Showing posts with label cemetery. Show all posts
Showing posts with label cemetery. Show all posts

Thursday, 10 March 2016

Miserable cemetery

Stafford Cemetery

By contrast to Stoke-on-Trent's main municipal cemetery (see previous post), Stafford's is a fairly miserable affair. It feels abandoned and only cursorily cared-for; while its cafe (in pic) resembles a public-toilet block.
You'd have to be dead before you'd want to come here.

Monday, 7 March 2016

Cemetery as park

Carmountside Cemetery

If Stoke on Trent does one thing well, it's its huge municipal cemetery.  The Carmountside Cemetery - built in the 1940s - is a well-planned, decorous and respectful place.  The various gardens are laid out well and attract silent browsers.
It's almost like a old-fashioned stately-house park.

Friday, 5 February 2016

Deadman in cemetery

Deadman grave in Rugeley Cemetery

I'm afraid I'm one of those who find cemeteries, especially older ones, endlessly entertaining.
Where else could one's sense of irony be reinforced - by finding the grave of Mr Deadman?

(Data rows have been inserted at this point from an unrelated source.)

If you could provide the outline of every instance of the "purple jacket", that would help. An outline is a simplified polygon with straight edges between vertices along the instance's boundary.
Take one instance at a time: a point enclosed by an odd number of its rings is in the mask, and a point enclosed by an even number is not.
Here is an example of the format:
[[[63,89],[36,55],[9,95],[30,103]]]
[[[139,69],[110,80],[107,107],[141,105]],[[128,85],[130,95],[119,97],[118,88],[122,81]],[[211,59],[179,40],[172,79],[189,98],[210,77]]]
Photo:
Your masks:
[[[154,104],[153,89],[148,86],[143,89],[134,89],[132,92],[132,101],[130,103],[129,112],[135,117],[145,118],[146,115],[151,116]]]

Mr Deadman's angel-monument in Rugeley Cemetery is curiously old-fashioned  - you'd have thought it was a late nineteenth century piece, not one made in 1944, which is when Mr Deadman died.

Tuesday, 30 December 2014

A year of forced remembrance

Rugeley military grave

It has, of necessity, been a year tinged with sadness.  There has been so much written, said and done in connection with the 100th anniversary of the First World War that one can't do anything but be reminded continually of the miserable fact that hundreds of thousands of men - and women - died in seemingly stupid circumstances.

For many communities, it has been hard to be forced to remember the loss of life of ancestors who often died terribly young.
For families, it has been even worse. Here in Rugeley, another military grave remembers not just one young person (who died of his wounds after the war), but a young woman as well, who also died in service (in the Second World War).  Families just have had to bear it.

Thursday, 28 August 2014

Jewish cemetery marks decline

North Staffordshire Jewish cemetery

One surprising aspect of north Staffordshire Jewish population statistics is that the number of Jewish families in the area has reduced from 200 to 20 in just fifty years - an decline of ninety per cent!
The reason is hard to pin down, but it could be that many of those 200 families were twentieth century refugees, and so they have just moved on again.  The community tries to be active nevertheless.

The grand old synagogue has had to be sold, and a tiny little new synagogue was built by the already established cemetery instead.  The cemetery is gated off, but has a solemn air.

Thursday, 26 September 2013

Misty day in the cemetery


Misty autumn day today, though the temperatures are still in the 'mild' range.

Tunstall Cemetery runs up the side of a long hill, so the graves at its top look out over the valley.

Sunday, 23 June 2013

Memorial to "benevolent individuals"

This is a most unusual cemetery memorial, as it remembers no particular person, nor does it name any individuals of this group of "benevolent" people.

It's a memorial to all those who have donated body-parts after their deaths to the local university's School of Medicine.  The main campus of Keele University is just half-a-mile from this site, Newcastle-under-Lyme's new municipal cemetery.

It's maybe unique in its dedication. I'm not sure.

This post was featured on the Cemetery Sunday website

Wednesday, 30 January 2013

Frozen at the cemetery


This pool at Keele Cemetery was still frozen (at least, apart from the edges) as I passed it today. Curious: as most of the snow is now gone, apart from some dirty clumps lying by roadsides. I really must brush up on my physics and discover why it remains frozen even now.

Keele Cemetery is very new; and the building in the background, which looks like a library … well... is, really!  Being all modern, it contains Newcastle Borough’s main burials-history research study-area, a community meeting room for the village (!), and offices of course – as well as the usual.
Seems a far cry from the Victorian cemeteries - where a Gothic-looking chapel/gatehouse might be the only structure apart from the graves.

Sunday, 5 February 2012

German solders’ cemetery

The German solders’ cemetery on Cannock Chase is beautifully tended, it has to be admitted. Apparently, young Germans come over every year to help look after it.

Most of the bodies of the German soldiers who died in captivity, or were shot down, in the UK during the two wars were eventually transferred to here from all over the country. There are even the graves of a few German internees who also died in captivity.